Assisti na TV a cena que mostrava em câmera lenta a performance mágica de Rebeca Andrade nos Jogos Olímpicos 2024. A brasileirinha de vinte e poucos anos, cor de canela, campeã em Ginástica Artística, tem uma flexibilidade rítmica de quem traça um arco na fugidia penumbra do amanhecer na mata, solta no ar como o Uirapuru da floresta amazônica, tamanha a sua magia de piruetas, graça, elegância, força e saltos mortais desafiadores e de alto risco.

A sua luta para se superar, vencer os seus medos e as suas limitações me faz lembrar o belo livro hoje esquecido “Salto Mortal” (The Catch Trap, 1979), da escritora norte-americana Marion Zimmer Bradley. Ambientado no mundo colorido e árduo dos antigos circos itinerantes, em meados das décadas de 30-40, relata a história do romance entre dois trapezistas Mario Santelli e Tommy Zane. Faz-nos entrar em contato com a realidade dos artistas circenses, com detalhes sobre o salto mortal. A superação dos desafios, enfrentando tufões e maremotos. “Eu conheço meus limites. É por isso que eu os ultrapasso”.

Ao ver os saltos de Rebeca (parece que outro salto mais alto principia), eu vejo a poesia de Thiago de Mello, o poeta da Amazônia, ao descrever uma índia de longos cabelos e pernas para as vastas travessias pelos igarapés “que voava como um gavião”. Rebeca é muito mais: parece que salta sobre a “neve de lã” da poesia José Rodrigues de Paiva, tão de Coimbra como de Olinda.
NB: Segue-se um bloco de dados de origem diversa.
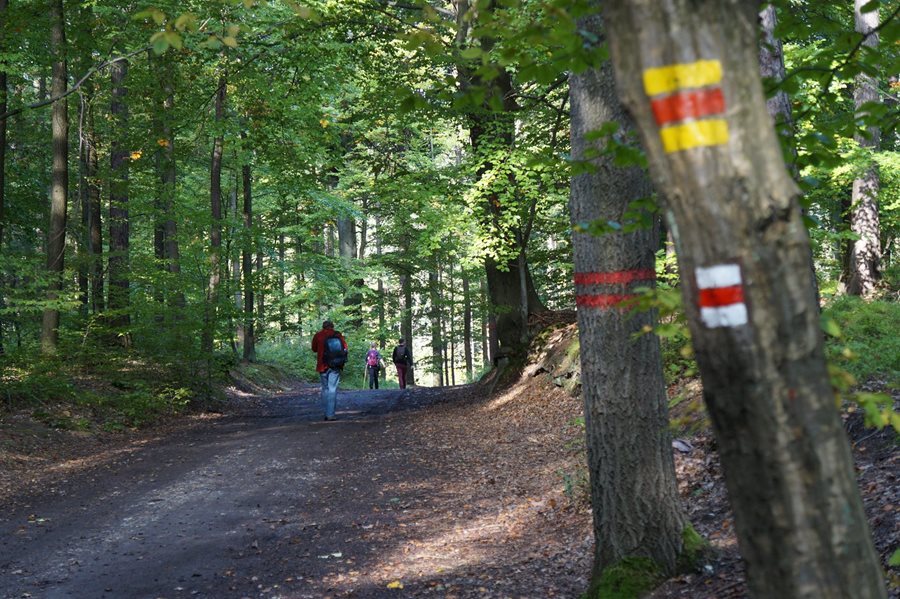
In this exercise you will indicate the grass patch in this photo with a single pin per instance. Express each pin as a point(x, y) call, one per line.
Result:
point(864, 338)
point(630, 578)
Disseram que Rebeca havia se preparado para fazer história em Paris. Fruto de uma intencionalidade precisa. Seria um almejadíssimo e desafiador Yurchenko, salto com tripla pirueta, conhecido pela sigla YTT, a manobra mais complexa e de dificuldade elevada. “Quanto mais rotações um mortal tem, mais difícil ele é. No caso do Yurchenko, são três rotações que totalizam 1080º no sentindo longitudinal”.
Rebeca não é apenas uma ginasta genial, é uma Poesia em forma de mulher que nasce como as andorinhas, como os sabiás-da-mata.